God seemed to find my brain freeze amusing, and I can only speculate that there was an imperceptible shift from cosmic equanimity to what? Not curiosity, not really relish, maybe something like anthropological interest with a touch of bottomless compassion. Whatever it was that moved in the cosmos, it resulted in God and me walking to the nearby coffee shop for some direct talk, some mano a mano philosophical grappling with what the universe is all about.

You probably are wondering how I knew it was God, an important plot point and the kind of thing that skilled editors point out to their hoped-to-be best-selling authors. But since you are not my editor and I am not a hoped-to-be anything, and certainly not best-selling with a story like this, let me get to the point directly. In a novel, you have knowledge of elements of the tale because of something that occurs before in the story. There are important parts of the narrative dropped in skillfully by the writer so that the reader instinctively moves with the protagonist as he realizes something. But, in life, you know something because you do. It is non-verifiable. It is the feeling that goes with the thought, the emotive holism that envelopes the fragment of knowledge that is the Aha! It is the ipso facto on which we build our whole reality, and we assume that this knowing is somehow agreed upon by each other of our brethren on the planet. On reflection, we can see that it is not. Our knowing is as singular and unrelated to each other’s knowing as the occurrence of the writing of this sentence is to the occurrence of your reading it.

How would you know it was God if you met Him? You have no real image of God other than the religious icons, the movie actors with booming voices, the New Yorker cartoons. You wouldn’t recognize God by the long white beard or robes or any of the other hackneyed images. God doesn’t wear a special uniform like the priests, and He is not one of us, despite what Joan Osborne says. He doesn’t have to be pious, devotional, sincere, or even loving, since there isn’t any cosmic deal to cut for salvation. You would recognize God only if you weren’t looking for God, or more precisely, if you were not looking from the idea of God that you have imagined, surveying the world for a match to your ideas. How do you recognize the God that doesn’t fit your expectations, how do you see something that you didn’t already know to look for? Are you even looking for God, or is an iPhone close enough?

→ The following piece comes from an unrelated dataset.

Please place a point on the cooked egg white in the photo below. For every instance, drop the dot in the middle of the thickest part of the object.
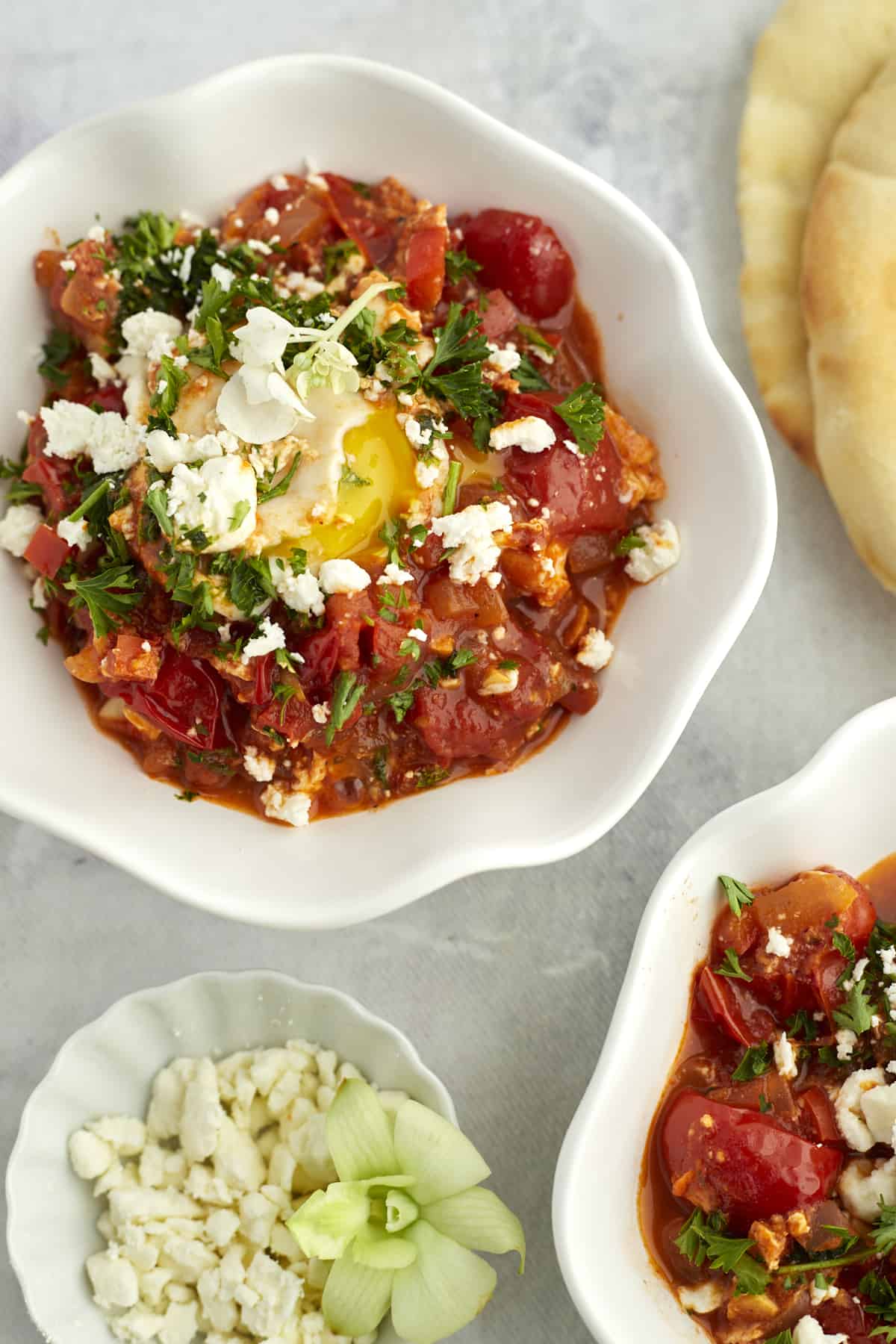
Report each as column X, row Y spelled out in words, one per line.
column 326, row 510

But, I am digressing from the real story here, which is not the philosophical conundrum of knowing anything at all, let alone knowing God, but is just the simple occurrence of bumping into God. That is the interesting thing, not the who, what, why, when, and how, but the thing itself. We can leave the explanations to the journalists and scientists, and stay with the narrative just as it occurred. This is magical existentialism, replacing no exit with an exit that opens onto an entrance, a world of all exits and entrances, no content, no history, no explanation, just the decay of what is as the introduction of what is next. When you meet God you meet God, there is nothing to verify it, nothing that caused it, and certainly no explanation. Sorry, religionist, God is not what you thought. And sorry, atheists, it is not nothing. God is something—really something.


N. Nosirrah is a writer and philosopher who asks his readers to question their existence, God’s existence, and in particular, Nosirrah’s existence. He is the author of the three books: God is an Atheist; A Novella for Those Who Have Run Out of Time, Nothing from Nothing; A Novella for None, and 2013; How to Profit from the Prophets in the Coming End of the World


2 Responses to “Excerpt From “God Is an Atheist: A Novella for Those Who Have Run Out of Time”, by N. Nosirrah”

  1. themisanthropicmuse Says:

    “he doesn’t believe in belief, and he thinks that all the believing that people get into has caused nothing but problems.” I heartily disagree with him about belief. There is nothing intrinsically dangerous about ‘belief’. It’s dogmatic thinking which etches belief into stone that one should worry about.